Landesweiter Sender

Provinzmedien wollen Radiofrequenz von Radio 24syv

Provinzmedien wollen Radiofrequenz von Radio 24syv

Provinzmedien wollen Radiofrequenz von Radio 24syv

Odense/Apenrade
Zuletzt aktualisiert um:
Blick in den Redaktionsalltag beim „Nordschleswiger“. Foto: Cornelius von Tiedemann (Archiv)

Sieben Medienhäuser wollen gemeinsam ein Angebot für die „FM4-Sendegenehmigung“ machen. „Der Nordschleswiger“ ist als redaktioneller Partner mit im Boot.

Ein Konsortium von sieben Medienhäusern hat sich zusammengetan, um einen neuen Radiosender zu gründen, der auf der jetzigen Frequenz von Radio 24syv senden soll. Jysk Fynske Medier, Herning Folkeblad, Skive Folkeblad, Sjællandske Medier, Lolland-Falsters Folketidende, „Flensborg Avis“ und Radio ABC wollen ein gemeinsames Angebot machen. Unterstützt werden sie dabei publizistisch vom „Nordschleswiger“ und JP/Politikens Hus.

Hauptakteur wird der Konzern Jysk Fynske Medier (unter anderem „JydskeVestkysten“). Dabei wird dem politischen Willen, die „FM4-Sendegenehmigung“ an einen Sitz außerhalb Kopenhagens zu binden, Rechnung getragen. Auch inhaltlich will das Konsortium dafür sorgen, regionale und lokale Themen – landesweit – in den Vordergrund zu rücken.
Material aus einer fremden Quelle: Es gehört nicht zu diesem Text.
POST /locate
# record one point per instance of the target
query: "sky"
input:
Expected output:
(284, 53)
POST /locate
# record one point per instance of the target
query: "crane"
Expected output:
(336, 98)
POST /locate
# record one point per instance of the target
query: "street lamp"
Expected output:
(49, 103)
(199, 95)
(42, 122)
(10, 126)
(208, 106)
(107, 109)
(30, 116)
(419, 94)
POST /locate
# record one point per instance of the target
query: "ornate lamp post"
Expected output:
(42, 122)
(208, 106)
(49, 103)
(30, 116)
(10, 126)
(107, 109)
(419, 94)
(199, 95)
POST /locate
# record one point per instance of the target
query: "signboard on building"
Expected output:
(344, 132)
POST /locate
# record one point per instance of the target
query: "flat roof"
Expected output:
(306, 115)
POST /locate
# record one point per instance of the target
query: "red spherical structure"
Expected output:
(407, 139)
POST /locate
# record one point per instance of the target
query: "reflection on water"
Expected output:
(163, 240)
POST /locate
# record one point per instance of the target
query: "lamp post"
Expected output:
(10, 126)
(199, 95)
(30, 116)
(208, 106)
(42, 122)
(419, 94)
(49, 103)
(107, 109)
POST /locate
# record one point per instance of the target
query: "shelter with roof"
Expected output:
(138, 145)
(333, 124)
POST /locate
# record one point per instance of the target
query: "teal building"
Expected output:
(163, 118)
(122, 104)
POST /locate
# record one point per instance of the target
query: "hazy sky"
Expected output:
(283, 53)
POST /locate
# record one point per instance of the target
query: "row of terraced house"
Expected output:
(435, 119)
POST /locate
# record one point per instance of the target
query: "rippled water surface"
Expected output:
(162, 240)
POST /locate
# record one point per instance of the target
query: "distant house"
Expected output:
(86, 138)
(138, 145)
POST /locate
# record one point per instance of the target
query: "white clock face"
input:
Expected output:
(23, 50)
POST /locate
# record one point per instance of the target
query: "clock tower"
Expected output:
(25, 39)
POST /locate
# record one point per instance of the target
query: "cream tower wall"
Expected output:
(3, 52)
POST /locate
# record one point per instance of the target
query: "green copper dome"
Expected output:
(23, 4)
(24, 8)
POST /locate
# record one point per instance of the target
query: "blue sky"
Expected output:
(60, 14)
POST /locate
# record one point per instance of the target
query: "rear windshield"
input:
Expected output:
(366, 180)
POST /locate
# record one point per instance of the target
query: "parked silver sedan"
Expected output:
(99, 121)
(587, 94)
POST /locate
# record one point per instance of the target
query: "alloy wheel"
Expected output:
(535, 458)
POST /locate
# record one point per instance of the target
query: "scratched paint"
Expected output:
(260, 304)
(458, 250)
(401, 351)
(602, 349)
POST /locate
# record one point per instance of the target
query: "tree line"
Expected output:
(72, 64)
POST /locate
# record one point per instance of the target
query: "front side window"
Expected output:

Nissen: Stärkung für den „Nordschleswiger“

Chefredakteur Gwyn Nissen freut sich schon auf das Projekt: „,Der Nordschleswiger’ beteiligt sich nicht finanziell an dem Vorhaben – wird aber als redaktioneller Partner eingebunden. Das stärkt die Präsenz des ,Nordschleswigers’ und der Minderheit insgesamt in Dänemark – und wir profitieren von einem noch breiteren Netzwerk, als es die Zusammenarbeit der Grenzland-Medien uns schon heute bietet.“

Jesper Rosener, Geschäftsführer bei Jysk Fynske Medier, sieht gerade die Vielfalt der Akteure als Vorteil: „Wir sehen das Angebot als Möglichkeit, Dänemark einen Radiokanal zu geben, der in der Provinz verankert ist und die große redaktionelle Stärke der lokalen und regionalen Medienhäuser nutzen kann, mit Nachrichten, Debatten und Veranstaltungen aus dem ganzen Land beizutragen.“

Der Medienkonzern JP/Politikens Hus wird, wie „Der Nordschleswiger“, nicht Teil des Konsortiums, will aber Inhalte für die Zusammenarbeit liefern, die „wir schwer alleine meistern könnten“, so Jens Nicolaisen von Sjællandske Medier.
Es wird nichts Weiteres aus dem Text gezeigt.